Cette commission a pour mission d'instruire les pratiques abusives portées à sa connaissance et de formuler un avis qu'elle transmet au CNGTI, lequel peut ensuite engager une procédure disciplinaire. « La commission de contrôle elle-même n'aurait pas de pouvoir de sanction, comme l'aurait un ordre professionnel, mais son avis compte », rappelle Danielle Dubrac, présidente de l'Union des syndicats de l'immobilier (UNIS).

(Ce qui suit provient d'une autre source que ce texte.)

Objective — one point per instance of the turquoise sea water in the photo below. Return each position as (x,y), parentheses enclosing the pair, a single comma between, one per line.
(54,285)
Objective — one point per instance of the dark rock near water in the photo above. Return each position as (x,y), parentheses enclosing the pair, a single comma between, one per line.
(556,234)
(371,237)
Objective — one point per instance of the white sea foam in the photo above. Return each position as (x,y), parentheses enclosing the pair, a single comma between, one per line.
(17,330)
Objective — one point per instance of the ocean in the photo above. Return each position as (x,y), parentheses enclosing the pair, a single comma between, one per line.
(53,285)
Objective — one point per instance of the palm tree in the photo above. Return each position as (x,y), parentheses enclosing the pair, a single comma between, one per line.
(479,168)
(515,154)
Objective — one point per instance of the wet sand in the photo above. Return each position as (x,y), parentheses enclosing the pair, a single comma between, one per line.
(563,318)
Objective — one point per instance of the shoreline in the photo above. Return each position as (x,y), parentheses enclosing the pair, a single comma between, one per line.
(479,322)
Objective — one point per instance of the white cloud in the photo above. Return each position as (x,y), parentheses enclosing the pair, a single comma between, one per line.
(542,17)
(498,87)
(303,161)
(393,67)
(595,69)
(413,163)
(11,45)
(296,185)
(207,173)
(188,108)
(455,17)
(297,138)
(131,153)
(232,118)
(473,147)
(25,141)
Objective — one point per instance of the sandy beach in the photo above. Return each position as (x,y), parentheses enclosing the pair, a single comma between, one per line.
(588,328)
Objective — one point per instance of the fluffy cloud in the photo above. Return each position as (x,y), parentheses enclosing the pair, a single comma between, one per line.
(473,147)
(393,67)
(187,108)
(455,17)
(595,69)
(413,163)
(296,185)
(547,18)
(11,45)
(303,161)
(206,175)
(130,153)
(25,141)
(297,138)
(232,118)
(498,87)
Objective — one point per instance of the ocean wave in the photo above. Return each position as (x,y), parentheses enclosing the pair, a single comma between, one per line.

Pour une copropriété, saisir cette commission pourrait permettre de consolider un dossier en vue d'actions judiciaires ultérieures. C'est également l'occasion pour le professionnel qui ne respecte pas les règles de se voir rappeler le code de déontologie de la profession.

Un blocage persistant sur la composition

Le problème majeur réside dans la composition de cette commission. Elle doit être constituée de cinq professionnels de l'immobilier et du même nombre de représentants des consommateurs. Si les cinq associations de consommateurs sont déjà désignées (parmi lesquelles la Confédération générale du logement et l'association Consommation Logement Cadre de Vie), les professionnels de l'immobilier se disputent toujours les places qui leur sont réservées.

Ce blocage persistant depuis 2018 prive les copropriétaires d'un outil essentiel pour faire face aux syndics défaillants, laissant de nombreuses situations problématiques sans réponse institutionnelle appropriée.